Weak TCP/IP stack
Pages: 1 2
David Feugey (2125) 2709 posts |
I more and more think the two problems are the same. I did have a problem with disk accesses. But I have also a problem of non responding sockets. Network blinks (= request received), disk does not (= nothing in the WebJames’s log). The problem seems to be here for months/years, as the RC12a ROM has this bug too. To be honest, I don’t know what to do. I think, I’ll simply shut down all the riscos.fr website, the time to find an alternative, as I sink in Google rank. The curious point is that nobody did notice the problem until today. I have probably no visitors :) Nota: perhaps that this problem is the same as the “no sockets left”, that I have after around one month of WebJames use. (Would be cool to see this solved for ROS 5.22 :) ) |
David Feugey (2125) 2709 posts |
I came back to my fastest setup: PandaBoard ES. It’s the fastest to wake up. But also to see its socket going to death. The strange point is that once active, sockets don’t die.
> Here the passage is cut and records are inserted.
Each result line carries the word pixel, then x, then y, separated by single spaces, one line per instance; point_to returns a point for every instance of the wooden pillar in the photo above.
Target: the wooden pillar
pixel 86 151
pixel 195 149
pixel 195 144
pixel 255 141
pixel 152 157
I should make an apps to ping on my server. Does anyone has simple Basic code to make an http call ? :) |
David Feugey (2125) 2709 posts |
My batch file on a PC :START Guess what. no lag any more on server. All socket stay active. If some sockets are dead, you must wait several minutes to revive them, but all will be back to normal later… or almost (sometimes a request fail). Problem: my SD card will be dead in two days with this ‘fix’. |
David Feugey (2125) 2709 posts |
Now I need to code this in Basic, else I will need to use two servers. One for RISC OS & one to revive the it. |
Rick Murray (539) 13840 posts |
Two things. One – Google’s rank is unimportant. You will sink anyway because you are not an https site and Google prefers that these days. I’m the same, but I’ve never cared about my Google status. I got disillusioned with the whole thing when I took a peek in the “SEO” world and how obsessed people were with “monetizing” their website, talking about pulling content that was not turning a profit. These people aren’t interested in sharing information, they just want to cash in. And thanks to that, a lot of Google’s search results are crap. Two – perhaps you could write a short program to (periodically, like maybe on the hour?) shut down the webserver task, close open files, then call OS_Reset to kick the entire machine. I think a shutdown-reset cycle should take around 30s (a total guess!), that might not cure your problems, but may at least stop them from being show stoppers. I am looking at your site right now and sometimes it doesn’t respond, other times everything comes up quickly. If you want to make a basic HTTP call, you could perhaps call wget via OSCLI? Tell it to fetch something. ;-) |
David Feugey (2125) 2709 posts |
Not only. The fact that the website crashes each evening when Google robots are coming is not good. And it means too that there is no cache and no indexation of the content.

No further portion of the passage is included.